+++
title = "Cheesing a subnetting test with Python"
date = 2025-11-02
description = "Breaking down the Python version of a script I wrote last year to blitz through subnetting tests for my computer networking uni course."

[taxonomies]
tags = ["Technical", "Python", "Networking"]

[extra]
katex = true
+++

## Background

Don't you hate it when you're supposed to perform a mundane task by hand, when you see an absurdly straightforward way of getting the computer to do pretty much all the dirty work for you?

That's exactly the kind of situation I found myself in last year, when our networking course tutor presented said manual approach, which made my head hurt due to the sheer number of subnets and memorisation of values for subnet mask octets.

I think it was reasonable for me to approach the test exactly like a software developer would: examining the problem, devising an algorithm to solve it, and of course translating said algorithm to code. In this post I'm looking to do that once again, only this time using Python to handle the last part.
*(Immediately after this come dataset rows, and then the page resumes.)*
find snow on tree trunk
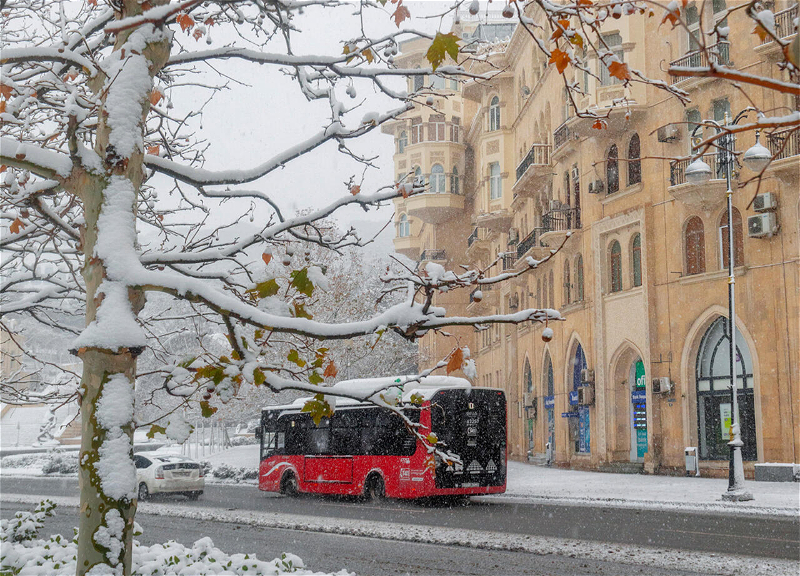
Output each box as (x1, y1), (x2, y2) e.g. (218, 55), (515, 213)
(75, 0), (170, 576)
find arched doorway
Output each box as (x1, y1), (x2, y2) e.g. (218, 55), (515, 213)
(695, 317), (758, 460)
(569, 344), (591, 454)
(522, 358), (536, 455)
(542, 352), (556, 464)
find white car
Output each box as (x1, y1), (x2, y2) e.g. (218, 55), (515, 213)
(133, 454), (205, 500)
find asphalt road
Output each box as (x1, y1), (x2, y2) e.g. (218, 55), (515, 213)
(0, 477), (800, 573)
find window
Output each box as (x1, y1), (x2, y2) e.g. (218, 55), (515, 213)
(489, 162), (503, 200)
(450, 116), (461, 142)
(631, 234), (642, 286)
(683, 216), (706, 276)
(575, 254), (583, 302)
(411, 118), (425, 144)
(397, 214), (411, 238)
(606, 144), (619, 194)
(428, 114), (445, 142)
(628, 134), (642, 186)
(600, 34), (625, 86)
(719, 208), (744, 270)
(609, 240), (622, 292)
(431, 164), (445, 194)
(450, 166), (461, 194)
(489, 96), (500, 132)
(414, 166), (425, 186)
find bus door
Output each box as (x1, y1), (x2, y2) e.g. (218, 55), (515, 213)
(303, 415), (353, 484)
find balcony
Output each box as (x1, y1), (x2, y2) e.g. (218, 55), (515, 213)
(767, 130), (800, 184)
(539, 206), (581, 248)
(419, 248), (447, 264)
(394, 236), (419, 260)
(669, 42), (731, 88)
(756, 4), (797, 60)
(406, 174), (464, 224)
(511, 144), (553, 198)
(475, 208), (514, 232)
(667, 153), (728, 210)
(517, 228), (550, 262)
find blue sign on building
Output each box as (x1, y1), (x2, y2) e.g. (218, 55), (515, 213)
(569, 390), (578, 406)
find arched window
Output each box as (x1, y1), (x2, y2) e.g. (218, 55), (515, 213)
(683, 216), (706, 276)
(397, 214), (411, 238)
(489, 96), (500, 132)
(631, 234), (642, 286)
(414, 166), (425, 186)
(575, 254), (583, 302)
(397, 130), (408, 154)
(695, 317), (758, 460)
(450, 166), (461, 194)
(719, 208), (744, 269)
(608, 240), (622, 292)
(431, 164), (445, 194)
(606, 144), (619, 194)
(628, 134), (642, 186)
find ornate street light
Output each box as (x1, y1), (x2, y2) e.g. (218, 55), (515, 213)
(685, 108), (756, 502)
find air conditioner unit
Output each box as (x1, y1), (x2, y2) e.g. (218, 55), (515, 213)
(653, 376), (672, 394)
(578, 386), (594, 406)
(658, 125), (681, 142)
(753, 192), (778, 212)
(747, 212), (778, 238)
(589, 180), (606, 194)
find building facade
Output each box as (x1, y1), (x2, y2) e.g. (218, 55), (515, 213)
(383, 0), (800, 476)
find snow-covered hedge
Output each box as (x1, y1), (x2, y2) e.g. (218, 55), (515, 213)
(0, 500), (349, 576)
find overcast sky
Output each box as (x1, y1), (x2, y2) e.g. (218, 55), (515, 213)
(170, 2), (460, 253)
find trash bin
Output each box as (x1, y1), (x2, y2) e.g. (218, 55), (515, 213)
(683, 446), (700, 476)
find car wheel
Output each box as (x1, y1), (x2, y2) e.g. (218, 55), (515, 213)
(281, 472), (300, 497)
(364, 474), (386, 502)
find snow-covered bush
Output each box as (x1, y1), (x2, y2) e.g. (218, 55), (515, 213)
(211, 464), (258, 482)
(42, 452), (78, 474)
(0, 500), (348, 576)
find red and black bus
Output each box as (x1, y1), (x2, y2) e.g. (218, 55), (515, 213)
(258, 377), (506, 499)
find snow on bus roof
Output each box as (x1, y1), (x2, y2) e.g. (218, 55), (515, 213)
(266, 376), (472, 410)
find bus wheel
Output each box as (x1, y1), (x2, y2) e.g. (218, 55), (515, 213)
(364, 474), (386, 502)
(281, 472), (299, 497)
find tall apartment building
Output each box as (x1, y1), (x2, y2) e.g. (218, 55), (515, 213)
(383, 0), (800, 475)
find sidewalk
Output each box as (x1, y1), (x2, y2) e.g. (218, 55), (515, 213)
(504, 462), (800, 516)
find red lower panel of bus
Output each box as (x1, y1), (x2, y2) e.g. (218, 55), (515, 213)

[The original script](https://github.com/maciejpedzich/subnet-solver) was written in Rust, since I just so happened to be learning that language back then, and I thought it would be a neat little exercise to sharpen up my skills. You'll soon find out why porting it to Python turned out to be so beneficial and worthy of an article.

## Outlining the test formula

We're given a random IPv4 address along with the number of bits reserved for the host part of the base network - in other words, a random [CIDR (**C**lassless **I**nter-**D**omain **R**outing) notation](https://en.wikipedia.org/wiki/Classless_Inter-Domain_Routing#CIDR_notation). Then we have a comma-separated list of subnets to divide the base network into. Each entry is represented by the subnet's unique name (single uppercase letter), followed by a comma and the number of hosts that need to be connected to that network, with all these fields wrapped in parentheses.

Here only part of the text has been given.